Mathematical Models to Compare Shale Gas Utilization Processes.
AIChE Annual Meeting
2021
2021 Annual Meeting
Annual Student Conference
Undergraduate Student Poster Session: Computing and Process Control
Monday, November 8, 2021 - 10:00am to 12:30pm
The migration towards more renewable sources of energy with the intention of controlling and reducing fossil fuel emissions has become the focus of many. Because of this, there is an existing demand to develop more environmentally friendly methods to produce energy. Recent studies have shown that shale gas is a comparatively cleaner alternative to other fossil fuel sources since it has lower concentrations of sulfides making it an attractive alternative to help transition into cleaner technologies. Shale gas production in recent years has grown due to advances in drilling like horizontal fracking methods which has led to a revolution and has created opportunities for the development of multiple shale utilization technologies. In order to find the most efficient and economically viable hydrocarbon conversion technologies, various technology alternatives, feedstock, and products need to be evaluated for different feedstock compositions and product portfolios. In this work we are working towards creating a superstructure framework which will enable a rapid screening of various candidate technologies. Evaluating in silico would show the benefits of candidate process technologies, to determine future direction of research by setting performance targets for material and unit model design. We first analyze two shale gas processing alternatives: the conventional alternative for shale gas processing and the proposed CISTAR alternative. The conventional alternative consists of thermal cracking units and large scale refinement facilities which makes the process energy and capital intensive. CISTAR is trying to use catalytic dehydrogenation and oligomerization in addition to membrane based separation systems to reduce energy requirement and improve scalability of the process. We converted these process flowsheets into mathematical models defining the mass balance across units in python pyomo.

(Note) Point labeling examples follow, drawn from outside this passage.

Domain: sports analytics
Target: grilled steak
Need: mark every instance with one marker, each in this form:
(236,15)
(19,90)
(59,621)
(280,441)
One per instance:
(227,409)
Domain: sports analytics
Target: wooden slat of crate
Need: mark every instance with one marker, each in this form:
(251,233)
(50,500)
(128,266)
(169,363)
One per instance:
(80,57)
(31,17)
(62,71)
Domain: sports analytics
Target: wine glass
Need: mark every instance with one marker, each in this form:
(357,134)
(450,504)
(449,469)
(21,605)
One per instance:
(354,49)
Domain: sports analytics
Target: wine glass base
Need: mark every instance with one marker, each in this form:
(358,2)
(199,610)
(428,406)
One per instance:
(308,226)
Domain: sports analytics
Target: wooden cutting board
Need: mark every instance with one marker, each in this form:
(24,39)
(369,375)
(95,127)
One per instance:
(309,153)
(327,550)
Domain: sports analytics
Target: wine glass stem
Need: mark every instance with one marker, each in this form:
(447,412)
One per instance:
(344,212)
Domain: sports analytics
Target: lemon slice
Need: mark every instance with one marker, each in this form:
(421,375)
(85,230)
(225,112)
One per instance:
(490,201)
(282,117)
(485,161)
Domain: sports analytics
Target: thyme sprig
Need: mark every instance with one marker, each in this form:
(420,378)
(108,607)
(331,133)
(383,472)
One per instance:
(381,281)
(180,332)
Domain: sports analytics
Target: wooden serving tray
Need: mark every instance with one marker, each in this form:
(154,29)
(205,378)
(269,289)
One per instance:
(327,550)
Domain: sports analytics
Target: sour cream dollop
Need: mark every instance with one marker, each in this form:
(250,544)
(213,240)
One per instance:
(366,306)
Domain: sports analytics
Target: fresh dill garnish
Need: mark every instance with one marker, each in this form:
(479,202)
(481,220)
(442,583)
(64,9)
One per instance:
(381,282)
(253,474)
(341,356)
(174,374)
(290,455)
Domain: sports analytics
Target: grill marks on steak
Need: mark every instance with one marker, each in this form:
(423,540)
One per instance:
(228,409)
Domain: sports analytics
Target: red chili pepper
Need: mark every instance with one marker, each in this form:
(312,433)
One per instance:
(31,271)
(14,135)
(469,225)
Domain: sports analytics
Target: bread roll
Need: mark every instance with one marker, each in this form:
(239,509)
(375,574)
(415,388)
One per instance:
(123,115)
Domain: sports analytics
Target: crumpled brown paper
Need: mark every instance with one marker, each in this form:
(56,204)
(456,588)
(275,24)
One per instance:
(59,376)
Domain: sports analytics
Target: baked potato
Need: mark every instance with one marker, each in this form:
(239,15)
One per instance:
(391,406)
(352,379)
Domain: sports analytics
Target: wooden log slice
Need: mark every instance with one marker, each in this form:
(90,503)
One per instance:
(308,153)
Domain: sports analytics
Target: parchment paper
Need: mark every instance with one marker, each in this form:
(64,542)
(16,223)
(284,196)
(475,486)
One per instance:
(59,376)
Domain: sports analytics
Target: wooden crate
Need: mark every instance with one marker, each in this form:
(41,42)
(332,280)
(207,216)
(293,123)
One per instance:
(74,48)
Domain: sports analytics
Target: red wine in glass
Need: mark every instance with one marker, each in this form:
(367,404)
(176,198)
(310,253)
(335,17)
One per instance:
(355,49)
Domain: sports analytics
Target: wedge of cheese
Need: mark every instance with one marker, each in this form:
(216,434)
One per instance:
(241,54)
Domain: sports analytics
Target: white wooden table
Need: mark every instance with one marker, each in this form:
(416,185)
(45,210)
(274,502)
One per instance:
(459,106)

After the models were validated using data from our CISTAR collaborators a sensitivity analysis was carried out varying different values for conversion factors in each reactor. As an ongoing work we are exploring more complex unit models by taking into consideration the energy balance of the process, performing a techno-economic analysis including equipment and operating costs as well as the revenue produced by the system, add other shale gas processing alternatives to our model, and finally consider different viable process configurations in order to find the optimal set up.